Switching to natural gas won't slow down global warming

The Indian Express , Saturday, September 10, 2011
Correspondent : ANI
Shifting from coal to natural gas would fail to significantly slow down climate change, a new study has suggested.

The study by Tom Wigley, who is a senior research associate at the National Center for Atmospheric Research (NCAR), underscores the complex and sometimes conflicting ways in which fossil fuel burning affects Earth’s climate.

While coal use causes warming through emission of heat-trapping carbon dioxide, it also releases comparatively large amounts of sulfates and other particles that, although detrimental to the environment, cool the planet by blocking incoming sunlight, the report said.

The situation is further complicated by uncertainty over the amount of methane, an especially potent greenhouse gas into the atmosphere.

Wigley’s computer simulations indicate that a greater reliance on natural gas would begin to slow down the increase in global average temperature by 2050, but only by a few tenths of a degree.

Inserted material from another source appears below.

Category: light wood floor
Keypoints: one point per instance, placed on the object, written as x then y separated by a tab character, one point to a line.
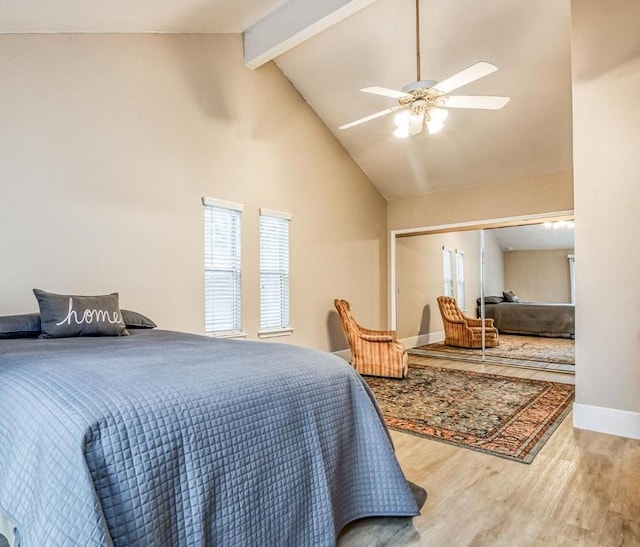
582	489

“Relying more on natural gas would reduce emissions of carbon dioxide, but it would do little to help solve the climate problem,” says Wigley, who is also an adjunct professor at the University of Adelaide in Australia.

“It would be many decades before it would slow down global warming at all, and even then it would just be making a difference around the edges,” he added.

The study will be published in the journal Climatic Change Letters.